We have indeed made up our minds to join India; but what is our decision worth until India is prepared to accept it ? We certainly make the offer for our own advantage; we see in our merger with India the only hope of our salvation. But India, too, will not be loser by this arrangement. The Tehsil of Leh alone covers 23,000 Sq. miles and, if we add to it the other areas predominantly inhabited by Buodhs, viz. Zanskar Bodhkharbo, Mulbek, Fukar, Darcik Garcon, in Kargil Tehsil and Padar in Kishtwar, the total acquisition of territory to India not probably measure less than 33,000 Sq. miles. It is true that the whole of this area is undeveloped and most of it at present barren. But it must also be remembered that its economic potentialities are tremendous and in the hands of a great country like India it is bound to be transformed into a smiling garden and a source of immense wealth and power. Its strategic and commercial importance too cannot be underrated. The Tehsil of Leh has Tibet and China among its neighbours and the town of Leh is the nerve centre of Central Asian trade.

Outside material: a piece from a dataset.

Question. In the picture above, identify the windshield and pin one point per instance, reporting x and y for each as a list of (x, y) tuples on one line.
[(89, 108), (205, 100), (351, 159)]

The British Indian Government took Gilgit on lease from the Maharaja for military reasons for no consideration in return. The Indian Government has already incurred an expense of crores of rupees for the protection of Kashmir, not to speak of the great sacrifice of military personnel which the process has involved. It is clearly impossible for Kashmir to liquidate this colossal debt which is daily growing in magmtude. Would this not be an additional reason for India to take over the Buddhist homelands hereby offered by the Buddhists themselves for its acceptance ? Though our right of self-determination stands intrinsically unassailable, we are willing to be considered as the instrument of redemption of the people of Kashmir, heretofore our fellow citizens, if that purpose can be automatically served by India’s acceptance of our offer.
There is nothing in our offer which is in any way incompatable with the high idealism which characterises India’s international policy. We might even say in positive terms that it is perfectly consistent with it, for has not India repeatedly declared that it stands for the right of self-determination for all nations and are we not a nation whose right of self-determination it should uphold and to whom it should extend the protection it seeks ?
Tibet is a cultural daughter of India and we of lesser Tibet seek the bosom of that gracious mother to receive more nutriment for growth to our full stature in every way. She has given us that we prize above all other things-our religion and culture and it is the experience of having been the recipients of such precious gift which encourages us to ask for more. The Asoka wheel on her flag-symbol of goodwill for all humanity and her concern for her cultural children calls us irresistably. Will the great mother refuse to take to her arms one of her weakest and most forlorn and distressed children a child whom filial love impels to respond to the call ?
Sir, the absence of a reply to our previous references on the subject of our future has depressed us greatly. We beseech you with all earnestness to be so kind as to vouchsafe a line in reply to this our last prayer on the subject.
Before we close, we wish to make it clear that our desire to be absorbed into the body politic of India does not imply any reflection on the present National Government of Kashmir. Far from it, we have no hesitation to say that we have full confidence in the present Prime Minister, S. Mohammad Abdullah. The step we have taken has been dictated solely by the instinct of self-preservation which governs all men and nations alike, as also by the desire to find swiftly deliverance from the misery, sqalor and stagnation in which we have been sunk for generations past.